Going forward, we understand that the group plans to
increase its capacity by another 4.8b pieces p.a. by end-FY13 and 1.8b pieces
p.a. by end-FY14 (mainly for nitrile gloves production). With the guided output
volume growth of 10%- 15% (in terms of units), we believe that the overall
capacity utilisation should improve from 75% to ~85% and ~90% by FY13 and FY14.

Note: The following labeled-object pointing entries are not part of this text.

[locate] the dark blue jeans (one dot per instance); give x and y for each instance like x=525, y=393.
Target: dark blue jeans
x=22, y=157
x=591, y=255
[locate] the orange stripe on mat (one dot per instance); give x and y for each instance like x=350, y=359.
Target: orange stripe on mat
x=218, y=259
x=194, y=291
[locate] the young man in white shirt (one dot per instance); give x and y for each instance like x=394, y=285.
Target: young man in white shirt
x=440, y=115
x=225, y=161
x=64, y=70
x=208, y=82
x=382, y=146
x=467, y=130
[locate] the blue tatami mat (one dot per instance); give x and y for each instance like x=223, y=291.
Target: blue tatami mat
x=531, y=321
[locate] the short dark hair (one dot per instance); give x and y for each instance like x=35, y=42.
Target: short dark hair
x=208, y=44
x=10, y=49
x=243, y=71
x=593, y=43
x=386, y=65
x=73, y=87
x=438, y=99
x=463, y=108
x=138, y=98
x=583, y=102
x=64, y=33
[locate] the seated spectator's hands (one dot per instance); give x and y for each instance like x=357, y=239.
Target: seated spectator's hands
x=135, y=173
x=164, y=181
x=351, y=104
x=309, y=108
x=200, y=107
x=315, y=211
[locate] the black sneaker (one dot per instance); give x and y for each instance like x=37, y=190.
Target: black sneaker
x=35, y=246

As such, the PBT margin is expected to be sustained above 10% throughout FY13
and FY14.
The volume mix of nitrile gloves is expected to increase
from ~15% as at end-FY12 to ~20% by end-FY13, making nitrile gloves to be one
of the main growth drivers for the group apart from powder-free gloves. The
target market for these products is North America. Nonetheless, we understand
that the group will still continue to grow its lower-grade powder gloves sales
albeit relatively slower, as the demand from Latin America remains strong.

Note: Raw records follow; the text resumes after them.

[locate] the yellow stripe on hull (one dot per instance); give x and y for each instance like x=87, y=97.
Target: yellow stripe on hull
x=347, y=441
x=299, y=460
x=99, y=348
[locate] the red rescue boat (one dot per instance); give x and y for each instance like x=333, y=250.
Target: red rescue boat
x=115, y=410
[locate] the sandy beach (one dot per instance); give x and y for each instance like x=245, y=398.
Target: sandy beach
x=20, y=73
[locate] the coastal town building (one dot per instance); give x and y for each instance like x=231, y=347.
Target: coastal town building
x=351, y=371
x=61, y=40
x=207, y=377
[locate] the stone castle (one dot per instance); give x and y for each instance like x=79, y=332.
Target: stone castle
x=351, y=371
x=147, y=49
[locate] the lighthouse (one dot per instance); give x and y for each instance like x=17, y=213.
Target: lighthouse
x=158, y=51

The effective tax rate will still be lower than the
statutory tax bracket, say 21%, due to the RM20m tax allowance for the group
from Medi-Flex’s losses. Capex is expected to be RM200m p.a. (or RM3.0b for the
next 15 years). Our dividend payout ratio assumption has also been raised from
40% in FY11 to 50%.
As for the rubber plantation, it was guided by management
that this venture needs approximately 10 years to turn cashflow-positive.
Recall that the group invested into this green-field venture via a 95% equity
stake in PT Agro Pratama Sejahtera to ensure the long term consistent supply of
latex and to mitigate the impact of the volatility in latex prices on the
group’s earnings.
Earnings and target price revisions. In line with our latest
capacity and utilisation assumptions, we have revised up our FY13-FY14 EPS from
34.4-37.4 sen to 36.4-40.2 sen, representing 6%-7% revisions. With these new
estimates and based on a minimum 50% dividend payout ratio, we are expecting
NDPS of 19-21 sen, translating into net dividend yields of 3.6%-4.0%.
Note that we have factored in fairly optimistic assumptions
– (i) average RM/USD of 3.15-3.00 and (ii) average latex price of
RM6.15-6.50/kg – into our earnings model.